Lob der Torheit (12)

Bedarf es noch eines Wortes über die Professoren der Künste und Wissenschaften? Deren Eigenliebe ist ja allgemein so stark, daß man eher einen findet, der sein väterliches Gut als seinen Anspruch auf Geist aufgibt. Besonders bei den Schauspielern, Sängern, Rednern wiegt jeder sich um so mehr, in Selbstgefälligkeit, brüstet sich um so stärker und macht sich um so breiter, je dümmer er ist. Jeder Bottich findet seinen passenden Kohl, und je läppischer jemand ist, um so mehr Bewunderer sucht er zu werben, wie ja das dümmste Zeug immer den größten Anklang findet, da die Mehrzahl der Menschen, wie wir schon sagten, der Torheit verschworen ist. Da also das persönliche Behagen und die Bewunderung der Masse mit zunehmender Dummheit steigt, wer möchte da echte Bildung vorziehen, die viel kostet, Kummer und Angst verursacht und schließlich nur bei wenigen Anerkennung findet?

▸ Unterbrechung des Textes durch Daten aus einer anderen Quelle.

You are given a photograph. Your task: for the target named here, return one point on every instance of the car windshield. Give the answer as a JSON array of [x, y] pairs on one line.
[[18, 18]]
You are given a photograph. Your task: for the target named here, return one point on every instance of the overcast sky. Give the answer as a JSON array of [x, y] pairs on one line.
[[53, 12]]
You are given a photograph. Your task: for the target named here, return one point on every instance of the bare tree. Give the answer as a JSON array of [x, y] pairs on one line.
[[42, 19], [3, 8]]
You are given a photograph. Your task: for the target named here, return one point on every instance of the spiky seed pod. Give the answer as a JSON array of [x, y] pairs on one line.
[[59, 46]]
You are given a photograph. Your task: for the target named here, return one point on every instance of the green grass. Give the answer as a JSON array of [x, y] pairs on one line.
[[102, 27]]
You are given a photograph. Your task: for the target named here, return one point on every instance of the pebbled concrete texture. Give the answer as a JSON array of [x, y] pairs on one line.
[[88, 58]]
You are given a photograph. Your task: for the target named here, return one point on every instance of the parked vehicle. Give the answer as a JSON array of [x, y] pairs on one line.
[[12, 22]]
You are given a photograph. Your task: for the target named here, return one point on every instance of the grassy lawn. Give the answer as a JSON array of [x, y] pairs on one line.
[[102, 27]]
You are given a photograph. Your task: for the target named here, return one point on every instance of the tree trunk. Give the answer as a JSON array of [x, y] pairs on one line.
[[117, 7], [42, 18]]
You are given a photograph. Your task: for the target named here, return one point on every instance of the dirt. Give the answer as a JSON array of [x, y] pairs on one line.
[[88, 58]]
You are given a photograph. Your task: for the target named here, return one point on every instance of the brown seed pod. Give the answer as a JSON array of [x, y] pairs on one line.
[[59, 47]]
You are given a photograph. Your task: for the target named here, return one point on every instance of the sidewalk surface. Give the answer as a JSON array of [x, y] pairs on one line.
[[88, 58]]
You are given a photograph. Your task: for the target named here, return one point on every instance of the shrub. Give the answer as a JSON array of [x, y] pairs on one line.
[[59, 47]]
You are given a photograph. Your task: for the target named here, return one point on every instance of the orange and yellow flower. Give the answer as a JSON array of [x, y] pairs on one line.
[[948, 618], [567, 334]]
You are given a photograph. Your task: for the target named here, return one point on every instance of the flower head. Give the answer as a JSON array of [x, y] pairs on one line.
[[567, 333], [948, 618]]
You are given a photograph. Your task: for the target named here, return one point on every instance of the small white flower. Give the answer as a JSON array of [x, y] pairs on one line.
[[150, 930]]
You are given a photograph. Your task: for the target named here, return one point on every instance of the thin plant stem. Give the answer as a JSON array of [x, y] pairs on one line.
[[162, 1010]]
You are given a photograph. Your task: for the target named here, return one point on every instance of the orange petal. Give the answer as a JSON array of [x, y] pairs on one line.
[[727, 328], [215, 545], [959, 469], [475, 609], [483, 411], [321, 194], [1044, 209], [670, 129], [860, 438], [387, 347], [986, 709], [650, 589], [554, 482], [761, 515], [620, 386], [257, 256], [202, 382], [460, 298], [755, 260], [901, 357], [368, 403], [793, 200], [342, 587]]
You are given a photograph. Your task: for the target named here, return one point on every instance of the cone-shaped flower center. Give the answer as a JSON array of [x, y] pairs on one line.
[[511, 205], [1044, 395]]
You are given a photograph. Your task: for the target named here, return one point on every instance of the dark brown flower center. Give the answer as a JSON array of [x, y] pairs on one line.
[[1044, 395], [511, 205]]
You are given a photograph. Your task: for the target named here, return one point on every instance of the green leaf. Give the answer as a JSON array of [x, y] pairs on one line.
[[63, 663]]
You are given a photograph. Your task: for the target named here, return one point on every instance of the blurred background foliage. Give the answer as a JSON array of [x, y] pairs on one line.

Man kann sogar feststellen, daß die Natur wie den einzelnen Menschen so auch den einzelnen Nationen, ja fast jedem Staat eine Art kollektiver Eigenliebe mitgegeben hat. Daher kommt es, daß die Engländer Gestalt, Musik und leckere Mahlzeiten vor allem als ihre Eigentümlichkeiten betrachten. Die Schotten tun sich etwas zugute auf Vornehmheit, aristokratische Verbindungen und scharfsinnige Spitzfindigkeiten. Die Franzosen nehmen die Höflichkeit für sich in Anspruch, und in Paris rühmt man sich mit anmaßlicher Eigenwilligkeit fast ausschließlich der theologischen Wissenschaft. Die Italiener paradieren mit den schönen Künsten und der Beredsamkeit und schmeicheln sich alle mit der Überzeugung, allein auf Erden von der Barbarei verschont zu sein. In diesem Glücksgefühl haben es die Römer am weitesten gebracht, die heute noch wohlig von ihrem alten Rom träumen. Die Venezianer sonnen sich im Bewußtsein ihrer Erlauchtheit. Als Begründer der Wissenschaften gehen die Griechen mit den Namen ihrer gepriesenen Vorzeitheroen hausieren. Die Türken, und was sonst noch in der Barbarenwelt herumkreucht, beanspruchen den Vorzug der Gläubigkeit für sich und lachen über die Abergläubigkeit der Christenvölker. Mit noch größerer Verbissenheit erwarten die Juden bis auf diesen Tag inständig ihren Messias und halten bis heute nachdrücklich an ihrem Moses fest. Die Spanier gönnen den Kriegsruhm keinem ändern. Die Deutschen sind stolz auf ihren hohen Wuchs und ihr magisches Wissen. Doch ich will mich nicht bei Einzelheiten aufhalten. Ihr seht ja, wieviel Vergnügen die Eigenliebe überall bringt, dem einzelnen Menschen wie der Menschheit insgesamt.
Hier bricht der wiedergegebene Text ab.